Po nie najlepszym zakończonym dopiero ósmym ligowym miejscem ubiegłym sezonie włodarze drużyny z Niecieczy bez najmniejszej zwłoki przystąpili do jej odbudowy. Podczas letniego okienka zadbali przede wszystkim o zachowanie wszystkich kluczowych piłkarzy oraz o dokonanie w zespole kilku rozsądnych uzupełnień. Kluczowe w tej pierwszej kwestii okazało się pozostanie takich istotnych zawodników, jak: Vladislavs Gutkovskis, Patrik Misak czy Artem Putiwcew. Od kilku lat tworzą oni w Bruk-Becie stosunkowo silny monolit, którego początki sięgają jeszcze gry „Słoni” w ekstraklasie (lata 2015–2018).
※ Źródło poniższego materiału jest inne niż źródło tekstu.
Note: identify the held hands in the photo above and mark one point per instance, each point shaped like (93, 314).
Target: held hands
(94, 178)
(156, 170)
Postanowiono więc, aby jeszcze w tym miesiącu mogli powalczyć z klubem o powrót na polskie ligowe salony.

Nie zapomniano także o sprowadzeniu kilku nowych graczy, którzy w swojej przeszłości występowali już na boiskach dzisiejszej PKO BP Ekstraklasa. Bruk-Bet już po spadku skutecznie zakontraktował byłego i obecnego, wieloletniego skrzydłowego Korony Kielce, Jacka Kiełba. Piłkarz ten spędził w ekipie Termaliki półtora roku, jednak jesienne występy bardzo często pozostawiały wiele do życzenia. To samo można było powiedzieć o sprowadzonych również latem bramkarzu, Łukaszu Budziłku, i lewym obrońcy, Pawle Oleksym. Pierwszy z nich przed lata krótko reprezentował barwy Lechii i Pogoni, drugi zaś znacznie dłużej ogrywał się w Piaście i Ruchu.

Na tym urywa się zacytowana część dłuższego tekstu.